Decorate the strawberry lemon trifle with whipped cream, more strawberries, fresh or dehydrated lemon slices, and sprigs of mint for an extra pop of color. If you don’t want to decorate the top, don’t stress! You’ll be able to see all the beautiful trifle layers in the glass dish, and the taste will more than make up for an undecorated top.
Ingredients
4 ounces fat-free cream cheese, softened
1 cup fat-free vanilla yogurt
2 cups fat-free milk
1 package (3.4 ounces) instant lemon pudding mix
2 teaspoons grated lemon zest
2-1/2 cups sliced fresh strawberries, divided
1 tablespoon white grape juice or water
1 prepared angel food cake (12 ounces)
optional: whipped topping and additional strawberries
Directions
In a large bowl, beat cream cheese and yogurt. Add the milk, pudding mix and lemon zest; beat until smooth. In a blender, process 1/2 cup strawberries and grape juice until blended.

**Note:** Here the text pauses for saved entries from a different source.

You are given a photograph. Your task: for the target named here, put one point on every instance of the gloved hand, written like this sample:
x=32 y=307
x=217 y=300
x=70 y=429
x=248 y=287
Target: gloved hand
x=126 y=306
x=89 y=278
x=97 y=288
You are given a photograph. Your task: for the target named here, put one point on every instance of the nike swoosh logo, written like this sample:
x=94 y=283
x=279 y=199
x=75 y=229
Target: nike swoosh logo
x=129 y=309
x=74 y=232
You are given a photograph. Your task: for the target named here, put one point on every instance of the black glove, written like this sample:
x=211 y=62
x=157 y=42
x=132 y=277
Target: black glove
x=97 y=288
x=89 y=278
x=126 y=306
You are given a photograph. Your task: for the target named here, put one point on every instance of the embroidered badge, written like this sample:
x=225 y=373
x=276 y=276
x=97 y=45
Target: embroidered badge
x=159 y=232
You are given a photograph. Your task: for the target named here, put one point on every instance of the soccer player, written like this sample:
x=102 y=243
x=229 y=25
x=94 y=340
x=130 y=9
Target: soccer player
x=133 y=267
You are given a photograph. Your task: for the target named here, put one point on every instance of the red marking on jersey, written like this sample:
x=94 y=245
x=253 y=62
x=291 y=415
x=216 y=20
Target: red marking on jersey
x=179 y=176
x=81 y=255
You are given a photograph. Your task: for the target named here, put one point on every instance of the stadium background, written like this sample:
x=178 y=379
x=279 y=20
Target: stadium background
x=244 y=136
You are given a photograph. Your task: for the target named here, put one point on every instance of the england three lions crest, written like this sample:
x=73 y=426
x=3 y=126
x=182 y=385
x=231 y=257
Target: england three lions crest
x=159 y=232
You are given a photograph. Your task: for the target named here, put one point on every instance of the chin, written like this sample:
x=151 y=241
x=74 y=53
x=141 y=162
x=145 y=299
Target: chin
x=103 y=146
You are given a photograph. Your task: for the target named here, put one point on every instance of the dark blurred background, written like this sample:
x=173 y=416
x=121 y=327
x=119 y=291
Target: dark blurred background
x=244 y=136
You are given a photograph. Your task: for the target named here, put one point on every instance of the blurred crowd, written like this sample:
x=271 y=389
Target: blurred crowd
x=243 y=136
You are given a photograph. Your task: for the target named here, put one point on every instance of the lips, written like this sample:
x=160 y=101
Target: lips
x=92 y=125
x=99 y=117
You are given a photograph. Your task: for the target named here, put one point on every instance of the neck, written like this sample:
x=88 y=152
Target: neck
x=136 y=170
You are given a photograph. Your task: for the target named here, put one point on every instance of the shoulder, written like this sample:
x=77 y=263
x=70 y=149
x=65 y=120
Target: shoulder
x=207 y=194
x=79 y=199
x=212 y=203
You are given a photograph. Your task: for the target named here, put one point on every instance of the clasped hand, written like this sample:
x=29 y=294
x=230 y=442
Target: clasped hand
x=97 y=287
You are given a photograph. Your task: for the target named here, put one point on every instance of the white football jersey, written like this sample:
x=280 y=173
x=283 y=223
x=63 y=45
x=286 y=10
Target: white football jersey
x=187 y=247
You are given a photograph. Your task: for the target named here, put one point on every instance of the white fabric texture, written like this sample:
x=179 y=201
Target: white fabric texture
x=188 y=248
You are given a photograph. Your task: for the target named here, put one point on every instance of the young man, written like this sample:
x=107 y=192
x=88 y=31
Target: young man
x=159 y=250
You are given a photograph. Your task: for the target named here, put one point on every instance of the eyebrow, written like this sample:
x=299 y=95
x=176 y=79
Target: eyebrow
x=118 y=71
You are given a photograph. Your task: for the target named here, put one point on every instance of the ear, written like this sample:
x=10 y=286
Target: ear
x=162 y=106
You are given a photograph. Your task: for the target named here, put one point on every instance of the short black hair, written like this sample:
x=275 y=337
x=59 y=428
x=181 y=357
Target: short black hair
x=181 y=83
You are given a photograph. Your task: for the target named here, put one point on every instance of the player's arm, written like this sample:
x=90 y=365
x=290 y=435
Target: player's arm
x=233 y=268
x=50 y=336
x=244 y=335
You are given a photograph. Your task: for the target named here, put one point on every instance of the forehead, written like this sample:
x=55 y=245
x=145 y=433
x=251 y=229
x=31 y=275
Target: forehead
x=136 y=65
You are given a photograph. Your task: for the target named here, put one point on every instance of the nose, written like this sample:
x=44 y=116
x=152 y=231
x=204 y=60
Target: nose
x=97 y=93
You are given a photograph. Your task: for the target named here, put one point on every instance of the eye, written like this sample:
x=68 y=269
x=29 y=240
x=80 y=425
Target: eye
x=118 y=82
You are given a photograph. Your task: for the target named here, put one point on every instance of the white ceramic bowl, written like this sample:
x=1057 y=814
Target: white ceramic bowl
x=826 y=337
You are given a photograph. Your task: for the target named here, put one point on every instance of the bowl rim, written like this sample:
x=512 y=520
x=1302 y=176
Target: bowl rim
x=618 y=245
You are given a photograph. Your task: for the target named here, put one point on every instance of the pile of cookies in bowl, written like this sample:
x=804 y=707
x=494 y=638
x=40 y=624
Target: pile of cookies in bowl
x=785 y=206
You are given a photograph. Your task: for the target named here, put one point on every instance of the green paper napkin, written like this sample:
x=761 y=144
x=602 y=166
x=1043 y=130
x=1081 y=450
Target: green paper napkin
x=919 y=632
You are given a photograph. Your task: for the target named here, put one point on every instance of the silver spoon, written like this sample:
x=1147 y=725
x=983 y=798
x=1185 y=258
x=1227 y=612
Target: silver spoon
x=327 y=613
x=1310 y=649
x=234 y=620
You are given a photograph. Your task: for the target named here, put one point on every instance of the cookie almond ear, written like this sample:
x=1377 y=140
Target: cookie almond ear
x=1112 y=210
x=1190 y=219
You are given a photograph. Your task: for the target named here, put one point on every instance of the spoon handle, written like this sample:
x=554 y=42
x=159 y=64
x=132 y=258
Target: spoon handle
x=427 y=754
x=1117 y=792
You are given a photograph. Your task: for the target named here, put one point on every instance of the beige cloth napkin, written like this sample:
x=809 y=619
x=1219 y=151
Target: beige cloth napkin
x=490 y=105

Cut cake into 1-in. cubes; place a third in a trifle bowl or 3-qt. serving bowl. Top with a third of the pudding mixture and half of the remaining strawberries. Drizzle with half of the strawberry sauce. Repeat all layers. Top with remaining cake and pudding mixture. If desired, garnish with whipped topping and additional strawberries. Cover and refrigerate for at least 2 hours.